È così che la piccola Cenerentola si trova vessata delle sue brutte sorellastre, ignoranti e civette, intente solo ad abbigliarsi e a caccia di marito, e dal patrigno che sperpera tutta la ricchezza lasciatele dalla sua famiglia, che ordina ai due unici servi rimasti scalcinati e stralunati di “eliminare” (bruciare) la biblioteca per far posto alle nuove camere delle sue cattive figliole” -  dichiara la regista che sa cogliere perfettamente quel tocco di umanità e di delicatezza in più che Rossini pone in quest’opera, senza rinunciare  ad effetti decisamente comici,  ma che prelude ormai proprio per il carattere della protagonista agli sviluppi “semiseri” della produzione successiva.

Molto belle nella loro semplicità le scene di Roberta Lazzeri:  la stanza di un castello barocco, con  due camere delle sorellastre  ai lati che vengono poi girate per fare spazio ai saloni della più elegante e spaziosa reggia principesca.

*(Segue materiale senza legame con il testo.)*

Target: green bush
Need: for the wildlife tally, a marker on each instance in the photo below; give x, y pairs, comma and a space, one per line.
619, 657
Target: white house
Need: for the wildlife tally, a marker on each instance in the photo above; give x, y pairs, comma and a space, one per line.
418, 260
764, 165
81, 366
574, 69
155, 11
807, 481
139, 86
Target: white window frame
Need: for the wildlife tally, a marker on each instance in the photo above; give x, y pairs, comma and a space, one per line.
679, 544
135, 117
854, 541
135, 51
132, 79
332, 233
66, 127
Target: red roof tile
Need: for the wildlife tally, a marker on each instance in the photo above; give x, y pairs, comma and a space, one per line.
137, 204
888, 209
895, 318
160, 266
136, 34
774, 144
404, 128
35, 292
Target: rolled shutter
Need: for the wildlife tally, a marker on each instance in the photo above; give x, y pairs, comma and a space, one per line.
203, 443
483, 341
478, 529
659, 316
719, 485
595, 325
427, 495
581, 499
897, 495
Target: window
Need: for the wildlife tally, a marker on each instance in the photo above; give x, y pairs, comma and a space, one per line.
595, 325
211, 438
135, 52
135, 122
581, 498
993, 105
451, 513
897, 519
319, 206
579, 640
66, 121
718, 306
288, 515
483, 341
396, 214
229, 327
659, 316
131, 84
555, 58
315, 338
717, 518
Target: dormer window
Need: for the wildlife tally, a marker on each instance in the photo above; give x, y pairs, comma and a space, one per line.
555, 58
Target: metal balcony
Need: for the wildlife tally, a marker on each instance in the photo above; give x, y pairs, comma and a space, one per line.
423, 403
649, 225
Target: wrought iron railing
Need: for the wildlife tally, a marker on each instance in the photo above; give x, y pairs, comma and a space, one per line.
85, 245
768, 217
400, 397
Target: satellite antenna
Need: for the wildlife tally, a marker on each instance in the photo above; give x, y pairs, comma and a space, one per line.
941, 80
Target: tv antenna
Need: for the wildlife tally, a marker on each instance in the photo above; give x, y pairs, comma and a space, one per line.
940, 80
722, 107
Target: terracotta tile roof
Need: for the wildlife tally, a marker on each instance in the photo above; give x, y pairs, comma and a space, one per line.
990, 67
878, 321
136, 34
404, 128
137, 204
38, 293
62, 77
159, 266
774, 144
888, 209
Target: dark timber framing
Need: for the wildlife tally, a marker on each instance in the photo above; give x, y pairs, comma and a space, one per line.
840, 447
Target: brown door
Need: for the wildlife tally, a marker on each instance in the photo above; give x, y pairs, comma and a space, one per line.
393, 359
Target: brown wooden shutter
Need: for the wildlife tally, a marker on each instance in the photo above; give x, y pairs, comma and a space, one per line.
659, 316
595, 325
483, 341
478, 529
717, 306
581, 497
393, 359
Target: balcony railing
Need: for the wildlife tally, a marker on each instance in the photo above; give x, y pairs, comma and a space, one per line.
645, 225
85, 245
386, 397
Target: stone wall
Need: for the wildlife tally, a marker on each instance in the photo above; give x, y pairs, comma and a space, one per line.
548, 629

I costumi settecenteschi di  Gianna Poli sono molto eleganti senza essere leziosi o “archeologici” e si intonano perfettamente al contesto, sia scenico che … del palazzo autentico.

L’Orchestra e il coro del  Maggio Musicale Fiorentino hanno fornito come di consueto una prova eccellente, dimostrando di riuscire a donare le preziose e dionisiache sonorità rossiniane anche in un contesto all’aperto dove l’acustica non è certo quella del teatro. Merito anche di una direzione convincente e molto ben calibrata, quale quella del maestro Alessandro d’Agostini, che ha dato una lettura scattante e veloce, con tempi spediti che consentono di gustare al meglio pagine come la sinfonia o i concertati (segnaliamo solo tra le altre pagine il vertiginoso finale Mi par d’essere sognando) , senza per questo però mai soverchiare le voci a cui ha offerto invece un ottimo sostegno e sottolineando al meglio anche i momenti più lirici e intensi della partitura, come l’aria Una volta c’era un re.

Decisamente buono nel complesso anche il cast vocale, quasi tutto composto da giovani promesse. Già più collaudato certo Marco Filippo Romano, il giovane baritono siciliano la cui voce è stata non a torto accostata a quella di Sesto Bruscantini. Romano ha offerto una prova splendida sul piano scenico, presentando un don Magnifico “buffo” nella migliore tradizione rossiniana (evitando però di scivolare nella macchietta) ma anche con punte di “cattiveria” e di cinismo che si adattavano perfettamente alla lettura della regista; e con una voce robusta e bene intonata,  oltre che con un ottimo fraseggio.

Sempre sul piano dei “buffi” eccellente anche la prestazione di Giorgio Caoduro, un Dandini scanzonato e irriverente,  ma anche baritono fornito di voce ampia e capace di notevoli agilità,  che affronta con sicurezza anche i passaggi più ardui.  Dotato di un bel timbro scuro e di piglio sicuro,  è stato lodevole sia sul piano scenico che su quello vocale.

Anche se la sua parte nella vicenda è senz’altro più limitata (ma non meno importante) il basso  Mirco Palazzi ha dato vita a un Alidoro dotato di un buon timbro e di una discreta potenza, che ha dato nel complesso buona prova di sé nell’aria Là del ciel nell’arcano profondo.

 Il tenore  Matteo Marchioni (Don Ramiro) ha fornito una prova nel complesso positiva: la sua voce non è molto potente e lo si sente soprattutto negli acuti e in una certa “cautela” con cui affronta i passaggi più ardui, ma è apprezzabile nel registro centrale e la linea di canto è pulita e accurata.

Sul lato femminile, molto ben caratterizzate la Clorinda di Francesca Longari e la Tisbe di Ana Victoria Pitts, dotata di un timbro piacevole e di un buon volume di voce.  Per quanto riguarda la protagonista, Josè Maria  lo Monaco,  ha qualche problema nel registro grave e soprattutto in quello centrale; nei passi più concitati (ad esempio nel finale dello splendido primo concertato Questo è proprio uno strapazzo ) perde quasi del tutto di consistenza.   Ma si rifà ampiamente nel fraseggio e nelle colorature e soprattutto nel registro acuto e nel complesso il suo è un personaggio  più che apprezzabile. Molto calibrata di buon gusto anche l’esecuzione del rondò finale.

Insomma, uno spettacolo più che da vedere ….DA NON PERDERE. Prossime repliche 21,27 e 30 giugno, ore 21,15.

 



[1] Luigi ROGNONI, Gioacchino Rossini, Torino, Einaudi, 1977, p.87.